This story by Chase Woodruff appeared on Colorado Newsline on February 19, 2024.
City council members in Glenwood Springs unanimously approved a resolution last week calling for a ceasefire in the Israel-Hamas war in Gaza, becoming the first Colorado municipal government to join a growing list of cities nationwide that have endorsed such a measure.
The brief resolution, approved Thursday night on a 7-0 vote, calls for “an immediate and permanent ceasefire in Gaza and occupied West Bank, immediate unhindered humanitarian aid into Gaza, and release of all hostages and arbitrarily detained Palestinian civilians in order to work towards a long-term, lasting peace.”
More than 29,000 Palestinians have been killed by Israel’s intense bombardment and ground invasion of Gaza since Oct. 7, when a Hamas-led attack killed more than 1,200 people in Israel. Nearly all of the 2 million inhabitants of Gaza — a densely packed coastal strip described for years by human-rights organizations as an “open-air prison” — have been displaced by Israel’s assault, and aid groups warned last week that Palestinians are facing the threat of “mass death” from starvation and disease.
“I think that asking for more peace is always better than a continued genocide, which is what we’re seeing,” Glenwood Springs City Council member Jonathan Godes said prior to Thursday’s vote.
Godes proposed the abbreviated resolution’s language, adapting it from a longer proposed resolution authored by activists from the Colorado Palestine Coalition. During a public comment period, organizers pressed council members to adopt their resolution, which includes extensive descriptions of the Palestinian death toll, humanitarian conditions in Gaza and what it characterizes as an “ethnic cleansing campaign” being carried out by Israel’s government.
Council member Sumner Schachter said that while he was “not comfortable” with all of the language contained in the draft document, he found its core message unobjectionable.
“I look at the resolution, and it is fairly neutral,” Schachter said. “It’s what the U.N. is saying. It’s what the humanitarian groups are saying.
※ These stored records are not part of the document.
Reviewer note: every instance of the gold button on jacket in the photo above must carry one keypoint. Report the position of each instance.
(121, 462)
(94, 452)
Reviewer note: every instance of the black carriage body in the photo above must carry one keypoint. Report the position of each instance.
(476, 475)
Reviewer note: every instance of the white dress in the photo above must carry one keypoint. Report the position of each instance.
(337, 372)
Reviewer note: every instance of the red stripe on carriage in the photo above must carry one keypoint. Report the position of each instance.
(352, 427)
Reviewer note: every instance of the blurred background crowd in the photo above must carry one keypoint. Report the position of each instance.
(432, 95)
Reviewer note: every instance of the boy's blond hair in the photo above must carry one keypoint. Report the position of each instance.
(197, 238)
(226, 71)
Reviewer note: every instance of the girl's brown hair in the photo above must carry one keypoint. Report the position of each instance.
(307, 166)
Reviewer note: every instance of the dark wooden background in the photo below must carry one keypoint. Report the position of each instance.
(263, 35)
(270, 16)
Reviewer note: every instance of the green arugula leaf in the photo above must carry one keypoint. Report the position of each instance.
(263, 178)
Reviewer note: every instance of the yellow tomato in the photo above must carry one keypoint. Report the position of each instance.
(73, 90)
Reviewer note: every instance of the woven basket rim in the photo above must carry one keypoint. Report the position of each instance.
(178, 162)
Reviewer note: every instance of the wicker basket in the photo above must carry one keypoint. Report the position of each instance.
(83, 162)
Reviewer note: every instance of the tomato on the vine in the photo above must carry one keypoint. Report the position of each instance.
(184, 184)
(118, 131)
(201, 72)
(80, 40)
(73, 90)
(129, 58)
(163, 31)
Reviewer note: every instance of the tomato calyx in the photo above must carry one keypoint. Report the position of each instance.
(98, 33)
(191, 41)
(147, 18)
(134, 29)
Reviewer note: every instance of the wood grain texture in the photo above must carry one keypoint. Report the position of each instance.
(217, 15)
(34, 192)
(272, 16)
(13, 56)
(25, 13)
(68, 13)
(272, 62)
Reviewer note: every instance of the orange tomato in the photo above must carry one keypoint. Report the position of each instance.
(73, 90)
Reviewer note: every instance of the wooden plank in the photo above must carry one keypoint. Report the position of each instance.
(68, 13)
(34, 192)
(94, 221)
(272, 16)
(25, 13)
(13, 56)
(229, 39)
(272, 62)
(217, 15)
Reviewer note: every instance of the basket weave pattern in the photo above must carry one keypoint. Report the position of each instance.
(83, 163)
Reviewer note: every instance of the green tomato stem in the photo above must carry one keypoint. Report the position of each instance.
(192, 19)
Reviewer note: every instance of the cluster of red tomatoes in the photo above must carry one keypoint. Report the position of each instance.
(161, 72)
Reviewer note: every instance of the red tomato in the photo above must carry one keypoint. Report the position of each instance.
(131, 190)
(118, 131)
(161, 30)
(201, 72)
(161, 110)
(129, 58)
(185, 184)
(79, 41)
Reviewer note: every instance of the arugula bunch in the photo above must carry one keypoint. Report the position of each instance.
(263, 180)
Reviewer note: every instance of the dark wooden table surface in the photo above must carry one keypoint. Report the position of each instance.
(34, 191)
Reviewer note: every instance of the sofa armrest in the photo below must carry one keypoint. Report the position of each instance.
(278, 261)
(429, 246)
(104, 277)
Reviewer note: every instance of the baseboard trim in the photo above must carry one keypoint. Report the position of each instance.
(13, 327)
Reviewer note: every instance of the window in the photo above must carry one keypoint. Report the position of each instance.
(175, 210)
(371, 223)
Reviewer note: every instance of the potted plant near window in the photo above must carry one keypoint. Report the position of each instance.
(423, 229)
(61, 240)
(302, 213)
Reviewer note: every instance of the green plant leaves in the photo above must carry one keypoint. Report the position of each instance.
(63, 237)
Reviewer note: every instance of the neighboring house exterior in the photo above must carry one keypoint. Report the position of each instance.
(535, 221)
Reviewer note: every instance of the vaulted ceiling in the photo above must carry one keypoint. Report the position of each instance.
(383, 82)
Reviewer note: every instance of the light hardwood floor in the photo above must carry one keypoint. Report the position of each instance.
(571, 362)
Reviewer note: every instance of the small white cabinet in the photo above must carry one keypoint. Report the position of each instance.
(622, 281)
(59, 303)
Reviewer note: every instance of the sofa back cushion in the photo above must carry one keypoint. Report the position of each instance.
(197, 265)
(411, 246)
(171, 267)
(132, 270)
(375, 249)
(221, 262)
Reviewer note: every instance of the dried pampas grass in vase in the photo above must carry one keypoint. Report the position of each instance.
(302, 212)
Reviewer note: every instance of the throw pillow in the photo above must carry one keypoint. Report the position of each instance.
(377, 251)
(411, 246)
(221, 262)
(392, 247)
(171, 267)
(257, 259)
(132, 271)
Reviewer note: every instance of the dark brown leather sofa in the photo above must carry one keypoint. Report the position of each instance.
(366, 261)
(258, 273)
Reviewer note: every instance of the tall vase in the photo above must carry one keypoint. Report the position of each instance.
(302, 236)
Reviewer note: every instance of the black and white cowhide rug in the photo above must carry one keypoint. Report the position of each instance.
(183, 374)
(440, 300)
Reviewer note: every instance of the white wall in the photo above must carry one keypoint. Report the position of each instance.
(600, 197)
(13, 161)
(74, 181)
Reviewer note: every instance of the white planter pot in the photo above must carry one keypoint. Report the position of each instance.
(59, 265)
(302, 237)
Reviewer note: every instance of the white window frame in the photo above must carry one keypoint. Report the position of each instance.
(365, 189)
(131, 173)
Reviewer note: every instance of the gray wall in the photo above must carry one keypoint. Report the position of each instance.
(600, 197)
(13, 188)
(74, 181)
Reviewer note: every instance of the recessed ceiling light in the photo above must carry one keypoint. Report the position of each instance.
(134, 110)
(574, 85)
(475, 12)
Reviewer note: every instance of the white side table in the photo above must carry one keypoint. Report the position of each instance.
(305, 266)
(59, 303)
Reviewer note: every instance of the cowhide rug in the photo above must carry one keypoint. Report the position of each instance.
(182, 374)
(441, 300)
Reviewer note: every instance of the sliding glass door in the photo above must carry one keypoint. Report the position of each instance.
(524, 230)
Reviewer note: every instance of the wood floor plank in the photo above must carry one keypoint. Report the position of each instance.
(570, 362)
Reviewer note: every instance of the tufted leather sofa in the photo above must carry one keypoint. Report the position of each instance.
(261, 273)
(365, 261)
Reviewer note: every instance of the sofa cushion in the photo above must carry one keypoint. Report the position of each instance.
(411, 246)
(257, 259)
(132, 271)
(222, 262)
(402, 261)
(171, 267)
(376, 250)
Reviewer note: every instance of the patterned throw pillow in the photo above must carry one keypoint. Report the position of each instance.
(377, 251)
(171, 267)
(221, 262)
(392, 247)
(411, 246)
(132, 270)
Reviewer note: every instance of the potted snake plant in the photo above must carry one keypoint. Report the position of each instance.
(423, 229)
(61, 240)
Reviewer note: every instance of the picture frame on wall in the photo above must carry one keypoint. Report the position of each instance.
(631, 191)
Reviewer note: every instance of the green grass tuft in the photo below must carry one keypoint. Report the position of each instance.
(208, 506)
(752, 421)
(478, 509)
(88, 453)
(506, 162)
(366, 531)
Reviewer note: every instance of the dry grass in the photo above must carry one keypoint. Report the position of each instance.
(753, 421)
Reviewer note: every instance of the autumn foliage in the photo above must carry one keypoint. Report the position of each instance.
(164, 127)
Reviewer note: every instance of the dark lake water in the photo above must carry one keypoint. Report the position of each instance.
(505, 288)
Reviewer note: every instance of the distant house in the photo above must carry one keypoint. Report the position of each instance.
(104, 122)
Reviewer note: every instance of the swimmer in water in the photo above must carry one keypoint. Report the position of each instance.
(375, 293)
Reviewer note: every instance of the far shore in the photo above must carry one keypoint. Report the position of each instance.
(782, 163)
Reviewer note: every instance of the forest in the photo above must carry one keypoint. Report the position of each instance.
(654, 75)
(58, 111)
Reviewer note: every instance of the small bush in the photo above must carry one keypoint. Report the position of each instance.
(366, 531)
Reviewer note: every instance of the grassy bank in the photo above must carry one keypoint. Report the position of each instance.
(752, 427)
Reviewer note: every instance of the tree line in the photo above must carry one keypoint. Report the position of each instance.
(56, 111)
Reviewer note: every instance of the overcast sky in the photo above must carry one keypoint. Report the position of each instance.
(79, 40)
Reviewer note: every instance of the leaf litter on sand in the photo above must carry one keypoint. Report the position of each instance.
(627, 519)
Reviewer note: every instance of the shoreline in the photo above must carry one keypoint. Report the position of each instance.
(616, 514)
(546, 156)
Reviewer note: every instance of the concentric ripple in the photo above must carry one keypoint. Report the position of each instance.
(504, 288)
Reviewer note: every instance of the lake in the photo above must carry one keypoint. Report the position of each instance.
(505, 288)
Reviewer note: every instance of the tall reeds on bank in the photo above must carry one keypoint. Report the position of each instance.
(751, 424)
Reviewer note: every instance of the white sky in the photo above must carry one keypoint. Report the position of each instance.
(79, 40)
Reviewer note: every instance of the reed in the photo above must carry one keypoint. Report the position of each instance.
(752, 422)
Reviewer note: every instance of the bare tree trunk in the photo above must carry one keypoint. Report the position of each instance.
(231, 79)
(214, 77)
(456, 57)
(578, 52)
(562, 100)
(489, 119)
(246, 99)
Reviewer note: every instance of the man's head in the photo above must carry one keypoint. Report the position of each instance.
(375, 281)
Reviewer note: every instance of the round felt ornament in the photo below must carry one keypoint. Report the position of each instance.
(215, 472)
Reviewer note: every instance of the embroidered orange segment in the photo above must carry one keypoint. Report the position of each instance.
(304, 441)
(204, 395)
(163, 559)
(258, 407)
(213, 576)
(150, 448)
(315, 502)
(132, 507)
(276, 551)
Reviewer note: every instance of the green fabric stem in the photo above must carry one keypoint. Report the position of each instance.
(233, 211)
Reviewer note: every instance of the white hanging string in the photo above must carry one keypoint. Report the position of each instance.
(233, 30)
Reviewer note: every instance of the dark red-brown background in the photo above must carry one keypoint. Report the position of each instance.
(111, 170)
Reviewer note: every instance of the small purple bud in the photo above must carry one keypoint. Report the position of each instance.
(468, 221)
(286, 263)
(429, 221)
It’s even what some of our government at the executive level is giving lip service to, if not executing.”
Despite polling that shows that a majority of Americans support an end to the fighting in Gaza, only a small number of members of Congress have formally backed calls for a ceasefire, and no members of Colorado’s congressional delegation are among them. The governing bodies of dozens of U.S. cities, including Chicago, Seattle, Atlanta and San Francisco, have approved nonbinding ceasefire resolutions as Israel’s counteroffensive has continued.
The vote in Glenwood Springs came days after the Denver City Council rejected a ceasefire resolution of its own. That resolution’s much narrower language, crafted by progressive council members as a compromise after soliciting extensive feedback from interest groups, called for a “long-lasting humanitarian ceasefire” rather than a permanent one. It was defeated in an 8-4 vote.
Members of the Aspen City Council also rejected a similar resolution last week, but activists say they hope elected officials in Glenwood Springs set an example for others to follow.
“It is very inspiring to come together with other caring people and achieve this,” Tucker Knight, an organizer behind the Glenwood Springs resolution, said in a press release. “We are proud of the city council for their leadership. May it propel other cities to pass similar resolutions.”